April 22nd was Earth Day, and we felt it would be important to talk about environmental justice, an important part of allyship that recognizes the relationship between environmental regulation/protection and systems of oppression, particularly for Communities of Color and women. IU’s recently taken steps to incorporate sustainability on campus, including creating a sustainability literacy curriculum requirement. We overview the history of the movement, the relationship between higher education and environmental justice, and how we can incorporate environmental justice into our allyship.
Reflect: What do you think of when you hear “environmental justice”?
What does “environmental justice” conjure in your mind? Many people see environmental justice as a modern-day movement that is solely focused on climate change. Rather, this movement is deeply intertwined in historical and contemporary waste and resource management policies that have disproportionately affected marginalized communities1,2; Black, Indigenous, and other Activists of Color have lobbied and organized for environmental justice for decades, with many women within these communities leading the fight.3,4,5 Not recognizing the role that environmental justice plays in broader movements for liberation in marginalized communities detracts from the ways that these activists have leaned into their identities, such as gender and feminism,6,7,8,9 in advancing environmental justice. How can having a limited view of environmental justice prevent us from being meaningful allies?
Learn: The relationship between higher education and environmental justice
The role that higher education has played in contributing to and combatting environmental injustice is complicated. The ongoing lack of access to science and technology for marginalized communities has limited the scope of innovation.10, 11 Relatedly, science and technology has largely failed to integrate with social sciences, humanities, and social justice, such as through the ways that STEM has been prioritized for funding12 and the proliferation of programs that do not include justice-oriented teaching/curriculum.13 Despite this gap in funding and attention to environmental justice in much of higher education, students, faculty, and staff are beginning to more regularly protest such things as fossil fuel investments.14,15 Ultimately, collaborations on all levels of the institution and beyond are critical to enacting environmental justice and creating a culture of sustainability in higher education.16
- Discussion questions: How do we honor the history of marginalized communities leading environmental justice? How can we hold each other accountable for sustainability? How can we scaffold environmental justice efforts in our personal, institutional, and professional lives?

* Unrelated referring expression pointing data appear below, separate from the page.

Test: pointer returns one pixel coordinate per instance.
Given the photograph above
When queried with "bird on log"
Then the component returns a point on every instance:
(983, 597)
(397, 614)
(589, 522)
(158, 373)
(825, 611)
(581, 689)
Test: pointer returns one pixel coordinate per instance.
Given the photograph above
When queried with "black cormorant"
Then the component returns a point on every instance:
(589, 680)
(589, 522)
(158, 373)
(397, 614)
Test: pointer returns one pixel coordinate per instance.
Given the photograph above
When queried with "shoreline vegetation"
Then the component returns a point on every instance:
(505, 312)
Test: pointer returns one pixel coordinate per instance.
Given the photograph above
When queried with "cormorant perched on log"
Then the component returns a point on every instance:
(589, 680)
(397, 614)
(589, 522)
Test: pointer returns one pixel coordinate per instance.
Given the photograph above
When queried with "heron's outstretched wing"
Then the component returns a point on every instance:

- Promote sustainable practices: There are simple things we can do everyday to promote sustainability and environmental justice. Continue to educate yourself on environmental justice issues. Seek out ways to hold representatives accountable. Incorporate sustainable practices in your personal life (e.g., recycling, composting, donating clothes). We can also do our best to support existing community environmental justice efforts, by meaningfully giving our time, resources, and platforms to their expertise.17University of California – Santa Cruz’s People of Color Sustainability Collective is an example of non-extractive, intentional partnerships.
- Talk about environmental justice with others: On top of our own actions, we can also talk to others about environmental justice. These conversations can include talking about environmental justice, holding each other to being more sustainable, and so much more. This also can extend to conversations about the kinds of investments and decisions made within your professional life. Much research points to the importance of environmental justice (as well as social justice) being incorporated into STEM curriculums, which can help teach old concepts in new topical areas.18,19
Weekly Resource Recommendations
- Book: Diversifying Power: Why we Need Antiracist, Feminist Leadership on Climate Change - Stephens discusses the role that diverse leadership plays in determining the future of climate.
- Video: A Brief History of Environmental Justice – ProPublica overviews the precursors and work of environmental justice advocates throughout history.
- Article: A Path To Environmentalism – Kumalah describes her environmentalism journey, including deconstructing the exclusionary ways who gets to be an “environmentalist” is defined
- Podcast: Agents of Change in Environmental Justice – This podcast features interviews with experts who provide helpful insight into how we can be better environmental justice advocates.